Both the Bayesian and replica inference methods yielded consistent central fits, achieving an overall fit quality of approximately χ²/N ≈ 1. Although the mean parameter values from the two approaches settled into different local minima, their resulting fit qualities remained comparable (χ²/N = 1.02 for the replica fit and 1.03 for the Bayesian fit). The extracted Collins-Soper kernels from both methods were found to be compatible, exhibiting overlapping 68% uncertainty bands across the entire momentum space and aligning well with existing phenomenological and lattice QCD determinations. The extracted transverse-momentum-dependent PDFs in both position and momentum space were smooth and physically consistent, showing the expected suppression at large transverse distance, which became more pronounced at higher hard scales, and displaying evolution-driven broadening in transverse momentum. When comparing theoretical predictions against experimental data, the central curves from both analyses were highly consistent, with differences primarily observed in the widths of the uncertainty bands. Notably, the Bayesian uncertainty bands were, on average, 1.23 times wider than those from the replica method, suggesting a slightly more conservative uncertainty estimate. Furthermore, the Gaussian/Hessian approximation for marginal uncertainties proved to be more accurate for the Bayesian fit, indicating its potential suitability for integration into other Gaussian-statistical fitting pipelines.
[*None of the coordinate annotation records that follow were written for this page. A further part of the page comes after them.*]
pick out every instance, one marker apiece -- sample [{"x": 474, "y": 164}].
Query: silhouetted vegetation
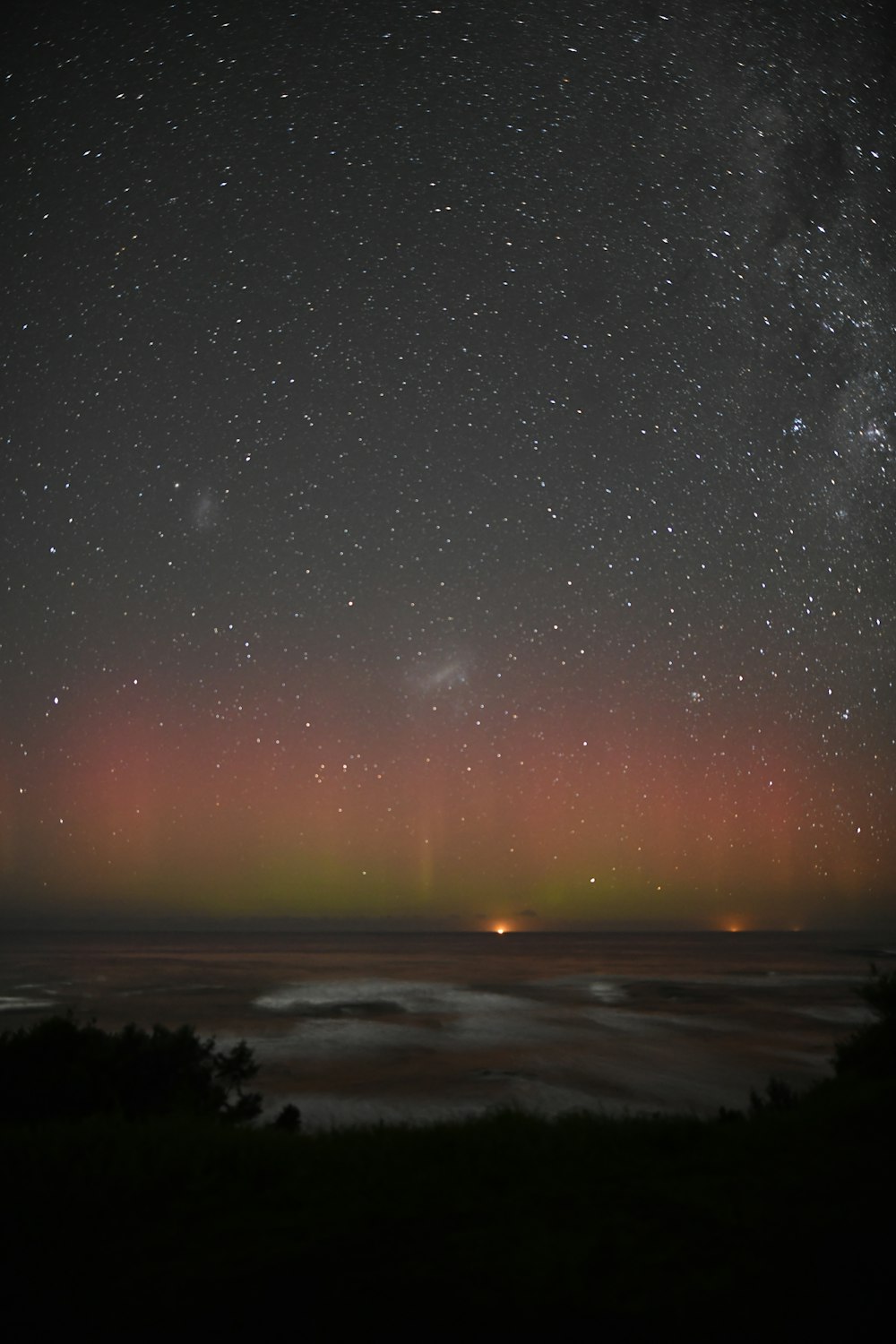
[
  {"x": 778, "y": 1223},
  {"x": 871, "y": 1051},
  {"x": 66, "y": 1070}
]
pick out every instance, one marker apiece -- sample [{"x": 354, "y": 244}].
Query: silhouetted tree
[
  {"x": 64, "y": 1070},
  {"x": 871, "y": 1051}
]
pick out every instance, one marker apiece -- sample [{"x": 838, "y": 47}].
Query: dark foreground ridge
[{"x": 134, "y": 1210}]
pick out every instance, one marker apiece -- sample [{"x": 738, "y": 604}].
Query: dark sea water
[{"x": 366, "y": 1027}]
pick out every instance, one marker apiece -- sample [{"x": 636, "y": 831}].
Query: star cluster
[{"x": 450, "y": 460}]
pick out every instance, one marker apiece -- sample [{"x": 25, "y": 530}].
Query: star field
[{"x": 450, "y": 461}]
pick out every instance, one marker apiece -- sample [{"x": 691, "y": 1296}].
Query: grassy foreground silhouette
[{"x": 756, "y": 1223}]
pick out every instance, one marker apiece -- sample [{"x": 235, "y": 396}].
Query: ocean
[{"x": 358, "y": 1029}]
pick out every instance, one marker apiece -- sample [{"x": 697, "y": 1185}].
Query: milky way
[{"x": 450, "y": 461}]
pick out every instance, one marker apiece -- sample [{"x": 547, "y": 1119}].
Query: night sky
[{"x": 450, "y": 461}]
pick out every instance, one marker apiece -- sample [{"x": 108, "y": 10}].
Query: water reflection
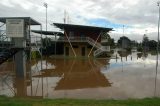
[{"x": 129, "y": 75}]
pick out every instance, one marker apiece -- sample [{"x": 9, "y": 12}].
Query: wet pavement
[{"x": 123, "y": 76}]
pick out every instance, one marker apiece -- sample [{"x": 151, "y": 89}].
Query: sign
[{"x": 15, "y": 28}]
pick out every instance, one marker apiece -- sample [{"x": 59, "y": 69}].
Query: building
[{"x": 80, "y": 40}]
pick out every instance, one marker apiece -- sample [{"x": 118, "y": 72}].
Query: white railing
[
  {"x": 101, "y": 50},
  {"x": 72, "y": 39},
  {"x": 93, "y": 43}
]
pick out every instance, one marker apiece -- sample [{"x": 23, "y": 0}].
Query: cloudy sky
[{"x": 137, "y": 16}]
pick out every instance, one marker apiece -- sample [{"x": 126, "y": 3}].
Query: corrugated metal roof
[
  {"x": 81, "y": 27},
  {"x": 48, "y": 32}
]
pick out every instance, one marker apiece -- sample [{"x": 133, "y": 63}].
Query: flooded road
[{"x": 124, "y": 75}]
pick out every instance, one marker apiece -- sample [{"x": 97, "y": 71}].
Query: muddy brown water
[{"x": 127, "y": 76}]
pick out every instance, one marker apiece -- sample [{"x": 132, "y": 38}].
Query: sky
[{"x": 138, "y": 17}]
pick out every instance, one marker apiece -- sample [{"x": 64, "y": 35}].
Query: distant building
[
  {"x": 124, "y": 42},
  {"x": 82, "y": 40}
]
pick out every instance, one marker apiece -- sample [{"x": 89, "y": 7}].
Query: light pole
[
  {"x": 158, "y": 4},
  {"x": 46, "y": 6}
]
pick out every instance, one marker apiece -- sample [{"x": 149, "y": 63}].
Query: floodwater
[{"x": 122, "y": 76}]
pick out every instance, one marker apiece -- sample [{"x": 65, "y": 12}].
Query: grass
[{"x": 6, "y": 101}]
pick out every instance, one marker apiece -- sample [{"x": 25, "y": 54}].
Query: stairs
[{"x": 100, "y": 49}]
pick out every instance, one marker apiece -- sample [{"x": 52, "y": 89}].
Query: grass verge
[{"x": 6, "y": 101}]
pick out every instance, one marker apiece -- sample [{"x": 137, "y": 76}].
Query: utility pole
[{"x": 46, "y": 6}]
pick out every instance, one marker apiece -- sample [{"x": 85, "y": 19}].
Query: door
[{"x": 83, "y": 51}]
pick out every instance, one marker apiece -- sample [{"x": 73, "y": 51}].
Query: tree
[
  {"x": 107, "y": 40},
  {"x": 124, "y": 42}
]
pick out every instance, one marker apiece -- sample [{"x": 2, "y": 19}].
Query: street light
[
  {"x": 158, "y": 4},
  {"x": 46, "y": 6}
]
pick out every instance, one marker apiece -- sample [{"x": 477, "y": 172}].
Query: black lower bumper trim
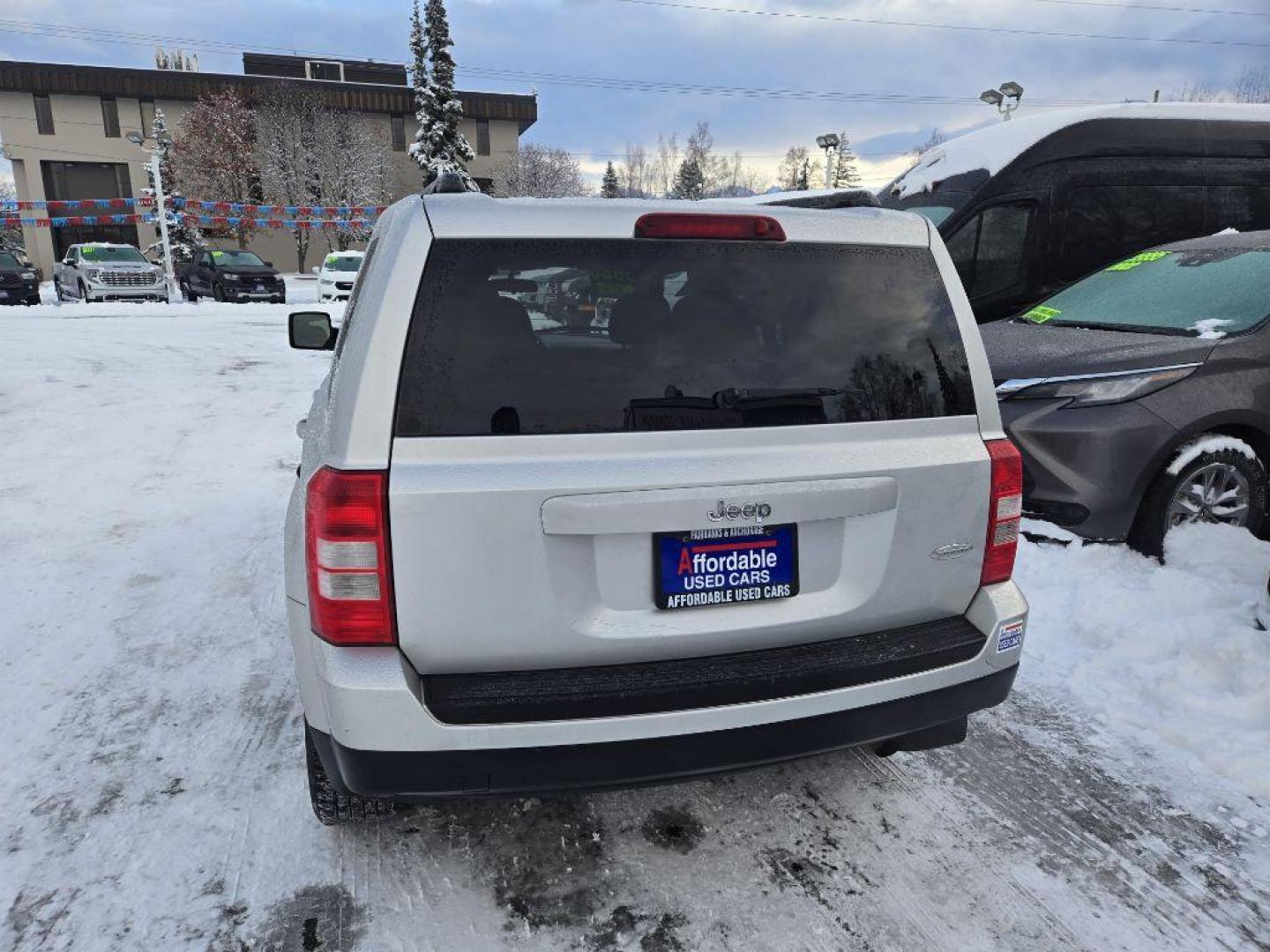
[
  {"x": 714, "y": 681},
  {"x": 415, "y": 775}
]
This research demonstrates that Bayesian inference offers a valuable and complementary approach to uncertainty quantification in TMD extractions, providing a transparent framework for exploring the complex parameter space and integrating diverse data sources. The successful integration of AI-assisted tools, including an AI-driven procedure for exploring functional forms and a machine-learning emulator for cross-section calculations, significantly streamlines and enhances the efficiency of the analysis workflow, enabling more extensive and systematic explorations than traditional manual methods. The framework developed in this study can be further extended to incorporate heterogeneous inputs, such as constraints from lattice QCD and future high-precision measurements from facilities like the Electron-Ion Collider. This combination of AI-assisted modeling with probabilistic inference opens up new avenues for developing more flexible and less biased parametrizations of TMDs, ultimately contributing to more precise studies of nucleon structure and unlocking the full scientific potential of upcoming experimental programs.